期刊名称:Proceedings of the National Academy of Sciences
印刷版ISSN:0027-8424
电子版ISSN:1091-6490
出版年度:1991
卷号:88
期号:13
页码:5660-5664
DOI:10.1073/pnas.88.13.5660
语种:English
出版社:The National Academy of Sciences of the United States of America
摘要:We have determined the coexistence curves (plots of phase-separation temperature T versus protein concentration C) for aqueous solutions of purified calf lens proteins. The proteins studied, calf gamma IIIa-, gamma IIIb-, and gamma IVa-crystallin, have very similar amino acid sequences and three-dimensional structures. Both ascending and descending limbs of the coexistence curves were measured.

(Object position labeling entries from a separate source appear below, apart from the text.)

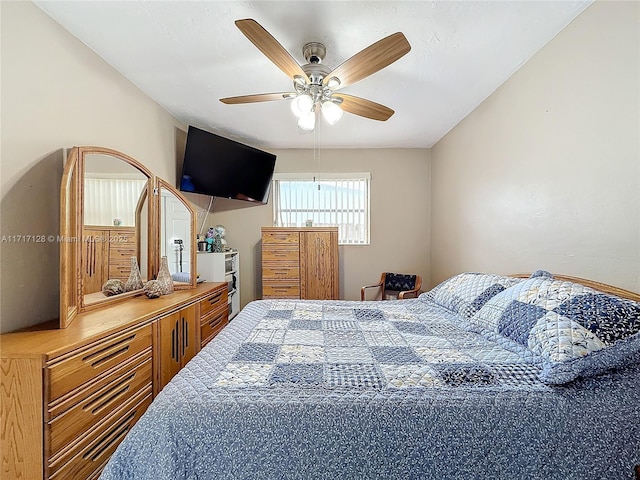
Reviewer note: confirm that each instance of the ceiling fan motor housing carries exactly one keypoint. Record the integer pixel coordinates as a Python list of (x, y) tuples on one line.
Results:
[(314, 52)]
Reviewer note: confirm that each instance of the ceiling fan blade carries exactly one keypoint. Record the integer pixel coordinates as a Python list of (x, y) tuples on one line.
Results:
[(363, 107), (373, 58), (260, 97), (270, 47)]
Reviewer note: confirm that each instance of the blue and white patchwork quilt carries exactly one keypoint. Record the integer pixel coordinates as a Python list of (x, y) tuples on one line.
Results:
[(379, 390)]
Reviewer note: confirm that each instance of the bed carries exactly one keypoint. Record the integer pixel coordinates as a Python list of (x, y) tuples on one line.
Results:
[(485, 376)]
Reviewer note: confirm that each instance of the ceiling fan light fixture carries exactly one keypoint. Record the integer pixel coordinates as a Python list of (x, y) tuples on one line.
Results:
[(302, 105), (307, 121), (331, 112)]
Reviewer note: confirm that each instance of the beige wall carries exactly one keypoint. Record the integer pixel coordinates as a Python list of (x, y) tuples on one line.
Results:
[(399, 217), (57, 93), (546, 172)]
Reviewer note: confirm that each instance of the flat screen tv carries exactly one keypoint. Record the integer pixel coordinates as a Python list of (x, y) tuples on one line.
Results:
[(220, 167)]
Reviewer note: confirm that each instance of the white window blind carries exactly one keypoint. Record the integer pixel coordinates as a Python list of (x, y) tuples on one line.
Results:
[(107, 199), (328, 199)]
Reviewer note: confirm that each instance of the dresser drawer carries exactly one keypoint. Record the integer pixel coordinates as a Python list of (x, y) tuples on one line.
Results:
[(93, 450), (71, 372), (281, 271), (280, 291), (271, 237), (283, 253), (214, 301), (212, 324), (79, 411)]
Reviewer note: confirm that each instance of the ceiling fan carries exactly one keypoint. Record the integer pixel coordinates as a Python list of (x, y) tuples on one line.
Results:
[(315, 85)]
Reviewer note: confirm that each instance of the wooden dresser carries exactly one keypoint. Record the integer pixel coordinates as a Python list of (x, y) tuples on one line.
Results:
[(69, 396), (300, 263)]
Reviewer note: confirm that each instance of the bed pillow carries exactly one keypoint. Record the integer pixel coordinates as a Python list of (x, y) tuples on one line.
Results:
[(466, 293), (574, 330)]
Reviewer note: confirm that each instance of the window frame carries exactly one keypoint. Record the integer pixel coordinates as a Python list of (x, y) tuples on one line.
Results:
[(329, 176)]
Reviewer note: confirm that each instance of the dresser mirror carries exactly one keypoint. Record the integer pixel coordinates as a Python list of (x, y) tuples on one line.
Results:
[(114, 214), (177, 235)]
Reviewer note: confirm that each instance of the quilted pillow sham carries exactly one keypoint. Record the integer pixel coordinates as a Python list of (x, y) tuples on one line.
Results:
[(466, 293), (574, 330)]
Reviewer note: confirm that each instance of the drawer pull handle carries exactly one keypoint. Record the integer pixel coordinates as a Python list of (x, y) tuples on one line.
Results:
[(216, 320), (112, 355), (108, 396), (215, 298), (114, 436), (108, 347)]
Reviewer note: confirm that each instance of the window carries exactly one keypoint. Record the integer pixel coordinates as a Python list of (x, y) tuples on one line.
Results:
[(327, 199)]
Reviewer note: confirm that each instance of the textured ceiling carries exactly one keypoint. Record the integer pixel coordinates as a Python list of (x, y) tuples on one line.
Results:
[(186, 55)]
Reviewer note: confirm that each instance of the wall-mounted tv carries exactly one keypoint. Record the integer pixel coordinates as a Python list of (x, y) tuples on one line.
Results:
[(220, 167)]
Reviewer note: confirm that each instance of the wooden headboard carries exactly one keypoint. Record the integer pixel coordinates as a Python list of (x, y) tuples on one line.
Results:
[(603, 287)]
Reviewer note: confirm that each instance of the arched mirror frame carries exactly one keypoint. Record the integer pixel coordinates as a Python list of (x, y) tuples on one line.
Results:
[(71, 230), (160, 185)]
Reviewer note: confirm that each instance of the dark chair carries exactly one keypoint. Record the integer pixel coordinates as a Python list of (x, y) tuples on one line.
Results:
[(396, 286)]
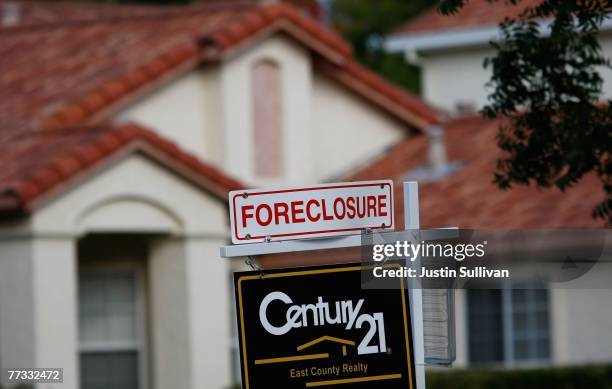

We find that the coexistence curves for each of these proteins and for gamma II-crystallin can be fit, near the critical point, to the function /(Cc-C)/Cc/ = A [(Tc - T)/Tc]beta, where beta = 0.325, Cc is the critical protein concentration in mg/ml, Tc is the critical temperature for phase separation in K, and A is a parameter that characterizes the width of the coexistence curve. We find that A and Cc are approximately the same for all four coexistence curves (A = 2.6 +/- 0.1, Cc = 289 +/- 20 mg/ml), but that Tc is not the same. For gamma II- and gamma IIIb-crystallin, Tc approximately 5 degrees C, whereas for gamma IIIa- and gamma IVa-crystallin, Tc approximately 38 degrees C. By comparing the published protein sequences for calf, rat, and human gamma-crystallins, we postulate that a few key amino acid residues account for the division of gamma-crystallins into low-Tc and high-Tc groups.